To test array for NaN, use the numpy. isnan() method in Python Numpy. Returns True where x is NaN, false otherwise. This is a scalar if x is a scalar.
Using Numpy array, we can easily find whether specific values are present or not. For this purpose, we use the “in” operator. “in” operator is used to check whether certain element and values are present in a given sequence and hence return Boolean values 'True” and “False“.
Numpy isnan() function returns a Boolean array, which has the result if we pass the array and Boolean value true or false if we pass a scalar value according to the value passed.
If you are willing to use the pandas library, a handy function that cover this case is pd.isnull:
pandas.isnull(obj)
Detect missing values (NaN in numeric arrays, None/NaN in object arrays)
Here is an example:
$ python
>>> import numpy
>>> import pandas
>>> array = numpy.asarray(['a', float('nan')], dtype=object)
>>> pandas.isnull(array)
array([False, True])
You could just use a list comp to get the indexes of any nan's which may be faster in this case:
obj_arr = np.array([1, 2, np.nan, "A"], dtype=object)
inds = [i for i,n in enumerate(obj_arr) if str(n) == "nan"]
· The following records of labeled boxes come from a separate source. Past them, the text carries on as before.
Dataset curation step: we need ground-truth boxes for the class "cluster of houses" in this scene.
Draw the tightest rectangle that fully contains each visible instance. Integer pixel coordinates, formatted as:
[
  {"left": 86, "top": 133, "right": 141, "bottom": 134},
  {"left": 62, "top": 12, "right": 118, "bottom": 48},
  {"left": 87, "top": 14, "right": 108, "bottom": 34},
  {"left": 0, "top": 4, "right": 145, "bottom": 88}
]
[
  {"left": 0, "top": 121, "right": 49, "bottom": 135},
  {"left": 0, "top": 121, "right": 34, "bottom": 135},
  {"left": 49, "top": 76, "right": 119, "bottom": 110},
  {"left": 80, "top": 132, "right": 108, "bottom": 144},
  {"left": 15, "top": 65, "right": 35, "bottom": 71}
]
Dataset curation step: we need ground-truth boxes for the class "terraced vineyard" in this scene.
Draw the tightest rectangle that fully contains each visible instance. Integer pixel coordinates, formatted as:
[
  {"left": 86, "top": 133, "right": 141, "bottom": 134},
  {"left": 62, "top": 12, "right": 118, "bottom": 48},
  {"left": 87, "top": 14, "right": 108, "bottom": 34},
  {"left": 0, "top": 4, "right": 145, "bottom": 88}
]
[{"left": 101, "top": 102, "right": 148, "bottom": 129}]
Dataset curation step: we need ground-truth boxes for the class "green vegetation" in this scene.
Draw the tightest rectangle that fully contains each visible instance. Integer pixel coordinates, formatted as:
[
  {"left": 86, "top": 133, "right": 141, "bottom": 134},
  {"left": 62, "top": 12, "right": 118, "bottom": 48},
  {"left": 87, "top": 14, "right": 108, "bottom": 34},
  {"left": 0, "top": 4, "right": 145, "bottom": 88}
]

Or if you want a boolean mask:
mask = [True if str(n) == "nan" else False for n in obj_arr]
Using is np.nan
also seems to work without needing to cast to str:
In [29]: obj_arr = np.array([1, 2, np.nan, "A"], dtype=object)
In [30]: [x is np.nan for x in obj_arr]
Out[30]: [False, False, True, False]
For flat and multidimensional arrays you could check the shape:
def masks(a):
if len(a.shape) > 1:
return [[x is np.nan for x in sub] for sub in a]
return [x is np.nan for x in a]
If is np.nan can fail maybe check the type then us np.isnan
def masks(a):
if len(a.shape) > 1:
return [[isinstance(x, float) and np.isnan(x) for x in sub] for sub in arr]
return [isinstance(x, float) and np.isnan(x) for x in arr]
Interestingly x is np.nan
seems to work fine when the data type is object:
In [76]: arr = np.array([np.nan,np.nan,"3"],dtype=object)
In [77]: [x is np.nan for x in arr]
Out[77]: [True, True, False]
In [78]: arr = np.array([np.nan,np.nan,"3"])
In [79]: [x is np.nan for x in arr]
Out[79]: [False, False, False]
depending on the dtype different things happen:
In [90]: arr = np.array([np.nan,np.nan,"3"])
In [91]: arr.dtype
Out[91]: dtype('S32')
In [92]: arr
Out[92]:
array(['nan', 'nan', '3'],
dtype='|S32')
In [93]: [x == "nan" for x in arr]
Out[93]: [True, True, False]
In [94]: arr = np.array([np.nan,np.nan,"3"],dtype=object)
In [95]: arr.dtype
Out[95]: dtype('O')
In [96]: arr
Out[96]: array([nan, nan, '3'], dtype=object)
In [97]: [x == "nan" for x in arr]
Out[97]: [False, False, False]
Obviously the nan's get coerced to numpy.string_'s
when you have strings in your array so x == "nan"
works in that case, when you pass object the type is float so if you are always using object dtype then the behaviour should be consistent.